A numerical study of two coaxial axi-symmetric particles undergoing steady equal rotation in the slip regime

Abstract

The problem of two axi-symmetric particles (separated by a certain distance) that rotate about their common axis of symmetry in an infinite viscous fluid with slip boundary conditions at their surfaces have been studied numerically. Aerosol particles are usually nonspherical with the exception of liquid droplets in certain cases, and the shape of particles has a significant impact on frictional drag (for particle translation) and torque (for particle rotation), and, hence, on Brownian motion, and the deposition, sampling and coagulation of particles. The effects of the rotation of particles prior to their collision and coagulation have usually been ignored in favor of simpler calculations. The study of two-particle systems should give more information about the interaction between particles that cannot be understood from the study of single particles alone. In this work, the Laplace equation (resulting from the steady Stokes equation) with slip boundary conditions is converted into a Fredholm integral equation of the second kind via the use of Green's function. The integral equations are then solved by the singularity subtraction method. The local stresses are calculated at each nodal point and the torques are then calculated from the summation of the local stresses.
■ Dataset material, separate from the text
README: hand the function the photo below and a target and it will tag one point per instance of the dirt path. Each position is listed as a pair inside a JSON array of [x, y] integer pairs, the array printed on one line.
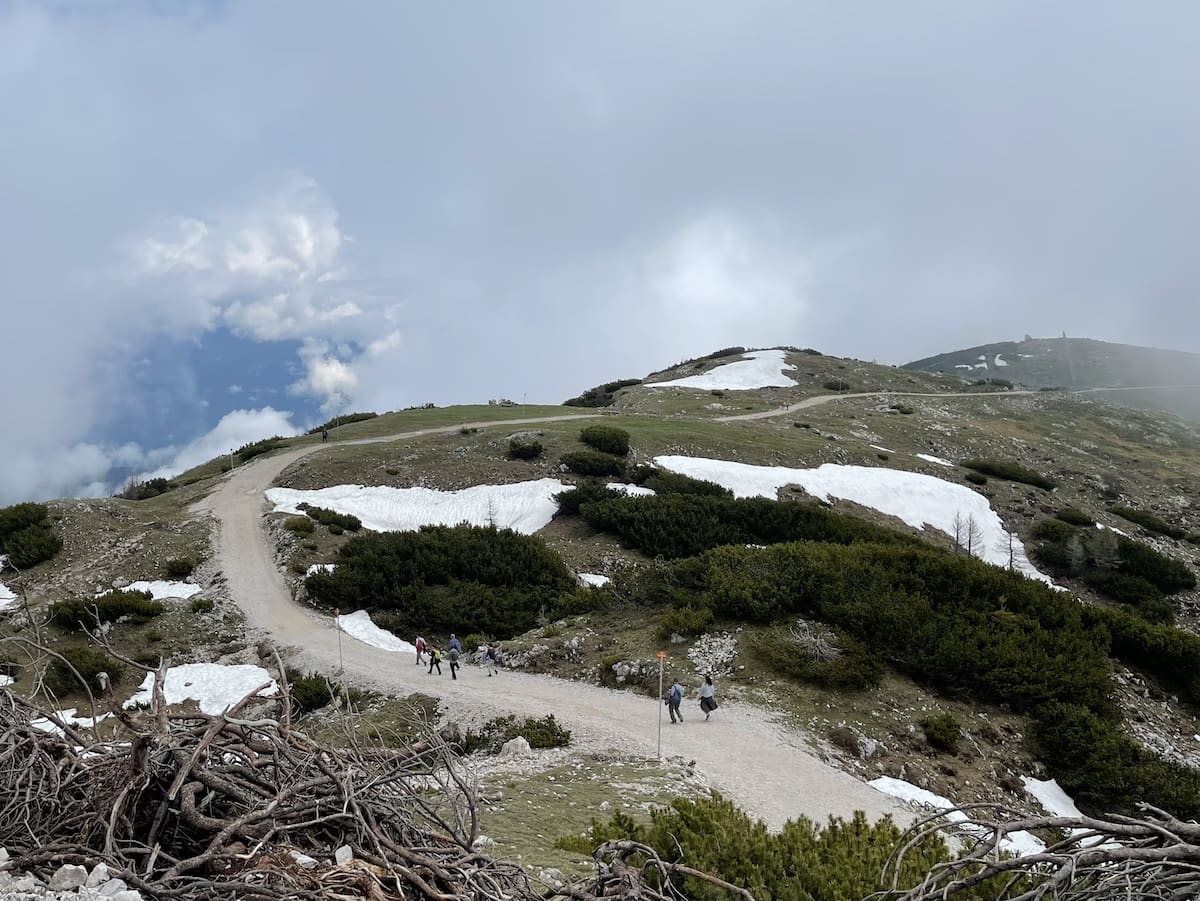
[[825, 398], [762, 767]]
Explicit numerical results for the local stresses and torques are reported for three systems of two axi-symmetric particles, i.e. sphere-sphere, sphere-spheroid, and spheroid-spheroid. While the formulation of the problem is quite general, the results reported here have been limited to calculations for systems in which both particles have identical angular velocities. The numerical method is, however, valid for arbitrary axi-symmetric particles and its modification to systems containing other shaped particles or differing angular velocities is straightforward. Numerical results of the torques for each system studied show in every case that the presence of slip results in a reduction in the torques. As a consequence, the impact of the slip on the torques and local stresses is substantial and cannot be ignored. The distance between the centers of the particles (the separation distance) also plays an important role in determining the values of the torques and local stresses. In the systems that have been studied here, as the particles get further apart, the torques on both particles increase.